Prioritizing Health Inequities
Health departments can provide health care organizations with timely information about health inequities and ways to reduce them. In New York City, the health department has been tracking the disparate impact of the pandemic on BIPOC residents. A recent report found that during the Omicron surge, the COVID hospitalization rate was more than two times greater among Black than white New Yorkers.
The department launched a “Use Every Opportunity” campaign to reduce inequities. It offers tools to help providers use every encounter as an opportunity to vaccinate. For example, our office held a workshop last week for clinical leaders to learn from a hospital system that had successfully implemented inpatient COVID-19 vaccination as a health equity intervention through order sets and best practice alerts in the electronic medical record. The department also has been educating providers about antiviral medications and urging health systems to track how many COVID patients receive treatment.
Last November, leaders from 12 New York health care institutions joined a coalition convened by the health department in the Coalition to End Racism in Clinical Algorithms. Members committed to ending their institutions’ use of race adjustments in clinical algorithms for kidney care, maternity care, and lung function, and in other areas. Not only do such formulas propagate the false view of race as a biological, rather than social, construct, they can perpetuate racial disparities in access to care.

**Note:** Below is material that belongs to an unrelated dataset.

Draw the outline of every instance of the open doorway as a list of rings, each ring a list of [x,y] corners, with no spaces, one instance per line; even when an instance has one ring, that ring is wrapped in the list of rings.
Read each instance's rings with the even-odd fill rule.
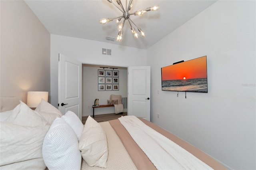
[[[112,73],[113,71],[118,71],[118,75],[113,77],[113,75],[106,75],[99,76],[99,70],[104,71],[105,73]],[[104,79],[104,83],[99,82],[99,77]],[[111,79],[111,81],[106,82]],[[115,82],[113,78],[117,80]],[[111,78],[111,79],[110,79]],[[92,107],[94,104],[94,100],[99,99],[100,105],[107,105],[107,100],[109,100],[112,94],[120,95],[123,98],[124,112],[127,111],[128,97],[128,68],[126,67],[106,66],[89,64],[82,64],[82,116],[92,115],[93,109]],[[105,86],[105,89],[99,89],[99,85]],[[112,87],[110,89],[106,89],[106,85]],[[113,89],[113,87],[118,87],[118,89]],[[118,85],[117,86],[116,85]],[[113,113],[115,112],[114,107],[97,108],[95,110],[95,115]]]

For example, the two most commonly used formulas used to calculate kidney function report higher values (i.e., better functioning) for Black than white patients who have the same blood test measurements (creatinine). This means that Black patients whose kidneys are deteriorating may get referred later than white patients for specialist care or transplant evaluation. The coalition is creating opportunities for health systems to learn and act together, and members have pledged to end the use of at least one race-adjusted clinical algorithm, measure the impact on related racial inequities in care, and develop a patient engagement plan.

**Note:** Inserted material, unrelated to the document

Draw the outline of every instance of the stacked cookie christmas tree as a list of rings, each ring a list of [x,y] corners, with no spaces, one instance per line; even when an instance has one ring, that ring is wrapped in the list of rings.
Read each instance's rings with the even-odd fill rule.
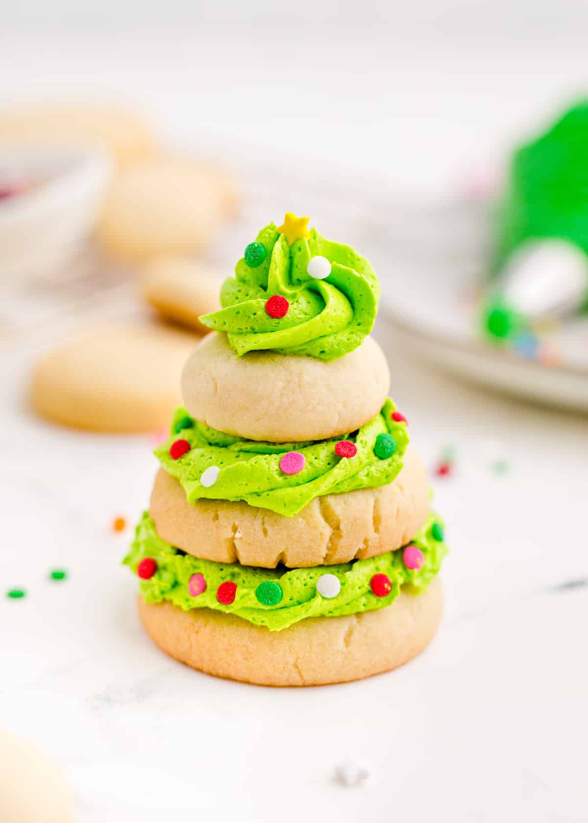
[[[421,652],[446,553],[368,335],[369,263],[287,214],[202,318],[184,408],[124,562],[153,640],[251,683],[355,680]]]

Health departments can hold health care organizations accountable and vice versa. In 2013, New York City became the first local jurisdiction to launch a Severe Maternal Morbidity Surveillance System to track complications of pregnancy and childbirth, such as infections and hemorrhage. The system found such events increased 28 percent from 2008 to 2012; near-death experiences were more than three times as common among Black people as non-Hispanic white people. In 2018, these data led to the creation of the Maternity Hospital Quality Improvement Network. The health department uses it to work with hospitals to review cases of severe maternal mortality and promote best practices, including training providers how to listen to and show respect for people of color.
The health department is planning a citywide health equity dashboard to publish data on metrics such as racial and gender diversity of executive leadership and outcomes related to birth equity, chronic conditions, and behavioral health, among others.
Sustaining Partnerships to Advance Equity
By creating roles like chief medical officer and chief equity officer that are focused on antiracism and equity, health departments can begin to create infrastructure where these principles are integral to decision-making and strategic planning. Though these positions are just a start, they create a path to put plans into action so that public health leaders can build sustainable partnerships with health care delivery organizations to reduce inequities, undo racist policies, and work together to advance health equity.